First heard in Madrid as Alfred in Die Fledermaus, Magnus Dietrich sang Belmonte with elegance and a most attractive timbre, producing his lines with considerable refinement. If one occasionally longed for greater variety of inflection and a more ardent emotional profile, the sheer beauty of the sound was difficult to resist.
Serafina Starke made an enchanting Blonde, her bright, gleaming soprano ideally suited to the role’s youthful defiance. She navigated the role’s high notes with ease. Endowed with a heftier soprano than that needed for the role, her soprano was still starkly different from Zaharia’s darker voice and blended well with it.
Heard last summer as Mime in Vienna’s production of Das Rheingold and Siegfried, Michael Laurenz’s Pedrillo combined musical intelligence with a genuine theatrical instinct that remained intact despite the production’s many distractions. This Pedrillo was not a mere character tenor playing second fiddle; he had ample stage presence and natural comic verve.
The evening’s most uncomplicated pleasure came from David Steffens’s Osmin. First heard as Félix in Donizetti’s Les Martyrs in Vienna, Steffens possesses a bass of enviable richness and resonance. Endowed with ample stage presence and a natural comic verve, he relished every threat and grumble, creating a figure who was both comic and faintly menacing. His performance reminded one how magnificently Mozart writes for low voices.
In the pit, Thomas Guggeis conducted with infectious vitality. The overture sparkled (despite the ill‑advised interruption by stand‑up comic Ceylan), the Janissary episodes possessed genuine brilliance, and throughout the evening the Staatskapelle Berlin played with admirable transparency and stylistic finesse.

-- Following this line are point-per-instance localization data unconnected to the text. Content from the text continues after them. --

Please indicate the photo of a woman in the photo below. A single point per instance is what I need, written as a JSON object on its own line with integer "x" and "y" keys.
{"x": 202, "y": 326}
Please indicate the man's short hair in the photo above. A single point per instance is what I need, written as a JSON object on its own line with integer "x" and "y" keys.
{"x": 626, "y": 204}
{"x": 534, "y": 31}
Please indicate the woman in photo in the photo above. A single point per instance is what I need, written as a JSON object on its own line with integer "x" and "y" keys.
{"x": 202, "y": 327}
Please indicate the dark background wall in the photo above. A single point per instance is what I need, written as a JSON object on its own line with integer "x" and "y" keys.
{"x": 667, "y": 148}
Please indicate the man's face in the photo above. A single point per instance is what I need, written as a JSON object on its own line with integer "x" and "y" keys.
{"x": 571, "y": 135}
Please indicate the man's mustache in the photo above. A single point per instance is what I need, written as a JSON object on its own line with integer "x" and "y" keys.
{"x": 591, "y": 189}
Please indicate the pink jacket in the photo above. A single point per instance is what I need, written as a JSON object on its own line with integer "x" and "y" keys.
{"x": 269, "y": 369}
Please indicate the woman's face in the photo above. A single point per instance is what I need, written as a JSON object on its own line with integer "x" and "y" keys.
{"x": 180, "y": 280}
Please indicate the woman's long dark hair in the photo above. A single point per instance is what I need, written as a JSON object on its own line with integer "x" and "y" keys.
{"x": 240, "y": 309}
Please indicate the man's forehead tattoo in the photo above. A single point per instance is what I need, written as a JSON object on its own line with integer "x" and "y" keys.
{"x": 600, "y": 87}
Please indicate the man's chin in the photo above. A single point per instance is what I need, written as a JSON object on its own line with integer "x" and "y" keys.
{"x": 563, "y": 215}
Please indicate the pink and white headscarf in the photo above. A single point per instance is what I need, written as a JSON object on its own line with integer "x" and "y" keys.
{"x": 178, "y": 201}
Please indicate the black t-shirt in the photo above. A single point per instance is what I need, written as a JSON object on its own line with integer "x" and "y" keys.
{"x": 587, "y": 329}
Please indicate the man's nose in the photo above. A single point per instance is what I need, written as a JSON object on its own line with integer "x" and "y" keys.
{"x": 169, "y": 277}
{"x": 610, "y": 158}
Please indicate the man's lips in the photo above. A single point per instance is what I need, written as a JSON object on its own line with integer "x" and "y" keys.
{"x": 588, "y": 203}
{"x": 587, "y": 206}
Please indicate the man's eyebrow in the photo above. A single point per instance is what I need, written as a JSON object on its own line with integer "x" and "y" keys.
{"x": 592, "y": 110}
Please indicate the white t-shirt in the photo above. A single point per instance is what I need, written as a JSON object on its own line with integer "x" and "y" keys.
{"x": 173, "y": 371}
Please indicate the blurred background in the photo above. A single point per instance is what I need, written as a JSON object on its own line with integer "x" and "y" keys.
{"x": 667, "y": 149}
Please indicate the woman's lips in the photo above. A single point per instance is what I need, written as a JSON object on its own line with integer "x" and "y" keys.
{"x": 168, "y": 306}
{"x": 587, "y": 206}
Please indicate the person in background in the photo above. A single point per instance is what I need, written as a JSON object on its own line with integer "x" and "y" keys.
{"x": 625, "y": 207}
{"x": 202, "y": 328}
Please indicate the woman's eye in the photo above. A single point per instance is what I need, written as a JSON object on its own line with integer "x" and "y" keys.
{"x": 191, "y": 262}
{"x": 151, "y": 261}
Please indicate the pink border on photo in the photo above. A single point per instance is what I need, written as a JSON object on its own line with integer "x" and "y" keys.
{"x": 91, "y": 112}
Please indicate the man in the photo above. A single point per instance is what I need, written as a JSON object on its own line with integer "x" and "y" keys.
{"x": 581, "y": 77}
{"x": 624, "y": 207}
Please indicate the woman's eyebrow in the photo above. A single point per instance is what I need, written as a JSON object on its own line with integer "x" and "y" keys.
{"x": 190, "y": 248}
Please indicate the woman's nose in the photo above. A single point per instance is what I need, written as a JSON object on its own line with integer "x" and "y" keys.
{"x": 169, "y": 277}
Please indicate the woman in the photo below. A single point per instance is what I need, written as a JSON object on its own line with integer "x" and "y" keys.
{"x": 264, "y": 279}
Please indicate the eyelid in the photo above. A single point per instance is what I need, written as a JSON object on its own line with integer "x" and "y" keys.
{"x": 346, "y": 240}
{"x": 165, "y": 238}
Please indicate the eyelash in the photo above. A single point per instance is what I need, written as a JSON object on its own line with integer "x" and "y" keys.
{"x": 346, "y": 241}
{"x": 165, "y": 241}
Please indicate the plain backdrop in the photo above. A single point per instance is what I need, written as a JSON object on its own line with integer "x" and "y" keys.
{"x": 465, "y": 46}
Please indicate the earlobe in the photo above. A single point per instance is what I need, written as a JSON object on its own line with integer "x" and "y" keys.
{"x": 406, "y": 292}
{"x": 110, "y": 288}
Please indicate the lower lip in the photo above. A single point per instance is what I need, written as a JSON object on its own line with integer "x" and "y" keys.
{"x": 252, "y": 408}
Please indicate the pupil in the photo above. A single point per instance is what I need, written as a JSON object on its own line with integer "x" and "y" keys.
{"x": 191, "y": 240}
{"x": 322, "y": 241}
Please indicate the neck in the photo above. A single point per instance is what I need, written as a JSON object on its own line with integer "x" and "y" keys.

Guggeis resisted the temptation to treat the work either as a museum piece of Classical elegance or as a sequence of comic set‑pieces. Instead, he allowed its unexpected moments of tenderness and melancholy to emerge naturally from the texture. The transitions between comedy and sentiment were handled with remarkable sensitivity, and one frequently became aware that this ostensibly light Singspiel already contained the emotional depths of the mature Mozart.
One left the theatre with mixed feelings about the staging but none whatsoever about the music‑making. The production seemed uncertain whether it trusted Die Entführung aus dem Serail to entertain on its own terms; the performers and conductor, by contrast, had complete faith in Mozart, and they were abundantly vindicated.